Lead by example. “Stop nagging me!” Words such as these, we often hear from our spouse upon gently reminding them to head out for their daily walk. Changing our approach to simply lead by example encourages better results. For example: it’s a beautiful day outside, let’s walk to breakfast. The grand kids will be here soon, lets walk to the corner to greet them. Parking is a bit tight, let’s walk from the dry cleaners to the grocery store.
Make it social. Exercise is way more fun if we’re doing it with our friends. Combine getting healthy with social outings and experience less resistance from your significant other. For example: coordinate a coffee-group after the morning gym visit. Schedule a walk and talk visit with long time neighbors who’ve been traveling. Enlist the help of an exercise professional and plan for a small group circuit class along with your favorite music; the small informal fitness format will be less intimidating.
Get inspired. Encouraging friendly competition or goal setting is an instant way to improve motivation for others and ourselves. Register to participate in an event that supports a cause near and dear to your heart. Many communities sponsor walk or athletic events with a local non-profit as the beneficiary. Your spouse will be inspired to head out for daily walks to prep for the event, knowing his/her participation is raising awareness. Encourage others to join you to form a team, or choosing to participate in honor of a loved one will also encourage activity.

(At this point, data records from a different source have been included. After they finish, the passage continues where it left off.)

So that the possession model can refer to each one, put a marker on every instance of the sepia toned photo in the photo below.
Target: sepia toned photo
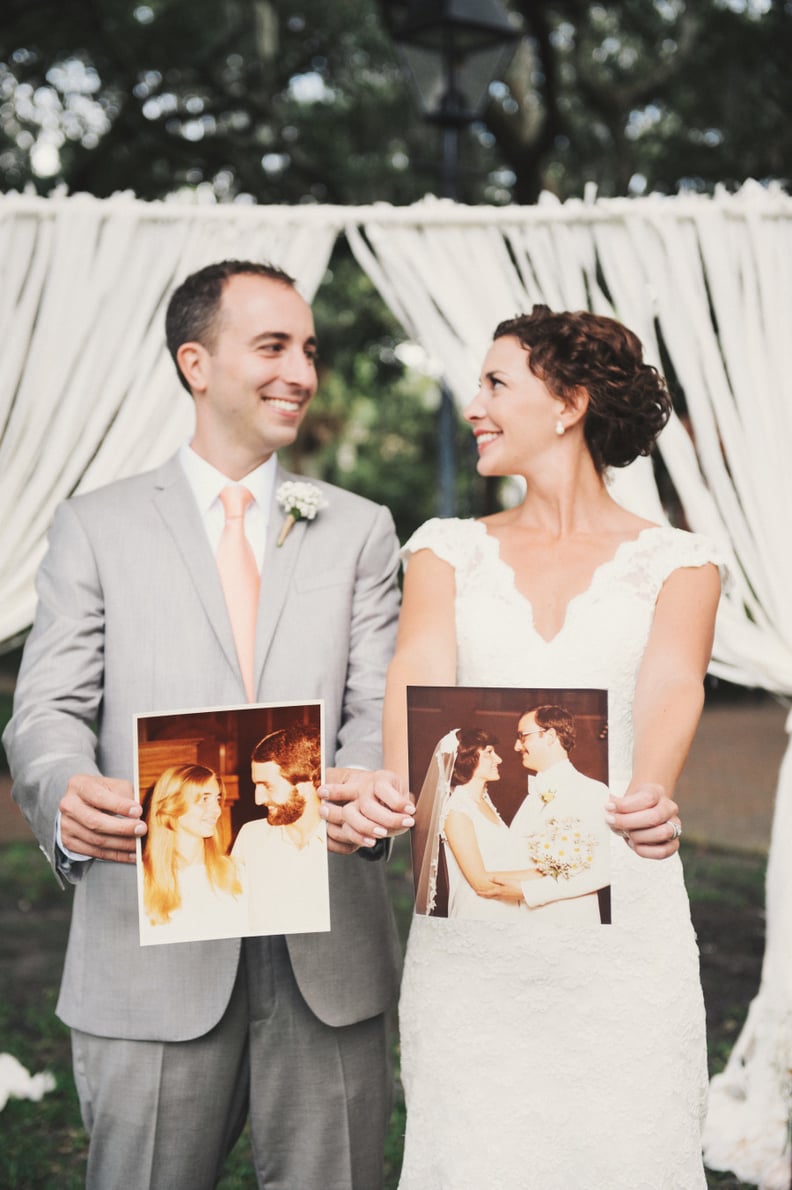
(234, 843)
(510, 819)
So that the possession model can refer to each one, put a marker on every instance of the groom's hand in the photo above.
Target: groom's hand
(100, 818)
(362, 806)
(647, 819)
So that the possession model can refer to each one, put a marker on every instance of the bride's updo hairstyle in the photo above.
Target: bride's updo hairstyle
(628, 399)
(472, 743)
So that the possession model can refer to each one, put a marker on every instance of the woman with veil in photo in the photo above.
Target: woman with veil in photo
(454, 808)
(190, 887)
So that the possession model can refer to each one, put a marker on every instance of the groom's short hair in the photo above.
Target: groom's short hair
(192, 314)
(560, 720)
(296, 750)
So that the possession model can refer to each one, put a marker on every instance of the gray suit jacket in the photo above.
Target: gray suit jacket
(131, 619)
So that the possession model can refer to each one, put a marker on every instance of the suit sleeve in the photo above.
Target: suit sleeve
(372, 636)
(51, 734)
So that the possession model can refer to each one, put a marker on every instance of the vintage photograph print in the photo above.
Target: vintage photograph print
(510, 819)
(234, 843)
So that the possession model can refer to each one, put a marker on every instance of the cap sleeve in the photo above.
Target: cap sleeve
(684, 549)
(444, 536)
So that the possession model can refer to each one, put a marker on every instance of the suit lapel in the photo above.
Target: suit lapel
(176, 506)
(277, 572)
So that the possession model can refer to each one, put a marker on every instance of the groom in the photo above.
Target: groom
(173, 1043)
(546, 736)
(284, 851)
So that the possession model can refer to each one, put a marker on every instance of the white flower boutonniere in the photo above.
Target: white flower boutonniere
(300, 501)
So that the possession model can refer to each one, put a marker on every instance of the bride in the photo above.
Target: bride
(569, 1057)
(456, 808)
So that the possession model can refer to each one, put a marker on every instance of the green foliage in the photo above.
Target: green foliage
(291, 102)
(44, 1144)
(372, 426)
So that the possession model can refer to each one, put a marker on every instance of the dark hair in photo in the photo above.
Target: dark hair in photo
(628, 399)
(560, 720)
(472, 741)
(193, 309)
(296, 750)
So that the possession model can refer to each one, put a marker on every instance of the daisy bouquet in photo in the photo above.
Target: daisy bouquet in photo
(563, 850)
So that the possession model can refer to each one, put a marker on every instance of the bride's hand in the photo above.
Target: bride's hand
(507, 888)
(362, 807)
(647, 819)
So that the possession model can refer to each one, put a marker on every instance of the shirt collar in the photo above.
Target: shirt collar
(206, 482)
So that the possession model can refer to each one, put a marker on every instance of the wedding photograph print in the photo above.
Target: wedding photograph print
(510, 816)
(234, 845)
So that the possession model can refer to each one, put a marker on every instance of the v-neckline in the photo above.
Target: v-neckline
(594, 580)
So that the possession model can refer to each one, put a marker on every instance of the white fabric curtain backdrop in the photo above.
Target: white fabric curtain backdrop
(87, 394)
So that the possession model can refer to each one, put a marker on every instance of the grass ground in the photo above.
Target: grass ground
(43, 1144)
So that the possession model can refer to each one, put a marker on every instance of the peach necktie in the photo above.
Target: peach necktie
(239, 578)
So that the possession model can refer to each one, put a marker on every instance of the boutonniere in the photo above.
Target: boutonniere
(300, 501)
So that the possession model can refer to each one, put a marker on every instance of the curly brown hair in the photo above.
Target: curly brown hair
(628, 399)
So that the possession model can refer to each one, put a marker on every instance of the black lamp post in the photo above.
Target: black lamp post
(451, 50)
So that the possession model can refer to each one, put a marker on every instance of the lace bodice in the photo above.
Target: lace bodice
(558, 1057)
(604, 633)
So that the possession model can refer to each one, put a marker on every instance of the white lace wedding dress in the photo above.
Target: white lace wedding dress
(563, 1058)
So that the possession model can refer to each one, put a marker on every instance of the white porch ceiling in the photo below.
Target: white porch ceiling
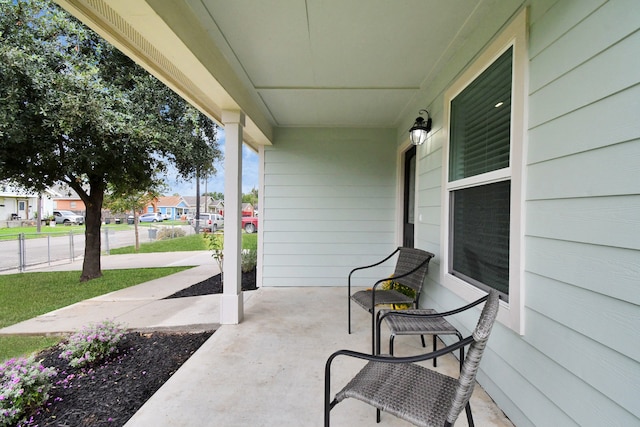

Focus outward. Instead of making it about them and their needing to exercise, make it about helping someone else. Offering to walk an ill neighbor’s dog a few days every week or offering to push your friends’ wheelchair around the neighborhood will take the focus away from exercise and the negative connotations many associate with the term. You’ll now be simply focusing on helping your friend or neighbor, and getting healthy at the same time.
Eliminate the punishment. Many of us were raised where physical activity was used as a punishment. For example, not paying attention in gym class- take a lap! Not following directions- 20 pushups! Exercise should make us feel good, which means we should not be wishing for it to end or staring at the clock every minute! Changing the intensity and mode of what we’re doing will instantly change the meaning we associate with it. Nonchalantly suggest one new activity a month “accidentally” until finding enjoyment. Walk a little further, dust off the old bikes in the garage under the pretense of cleaning them up to sell, revisit dancing at the local non-profit gala for example. Look for opportunities to letting exercise into your day randomly and unplanned, without calling it “exercise!” Getting healthier doesn’t always mean wearing certain clothes, having certain gadgets or equipment, having set aside a certain time frame or even being in a certain location; moving our body is moving our body and all moving burns calories and will strengthen our heart and lungs.
Give up the power struggle and use your energy to get healthy. Simply moving is more important than winning an argument after all, right? Be creative, think of outside of the box exercise options and never ever admit that you were up to something!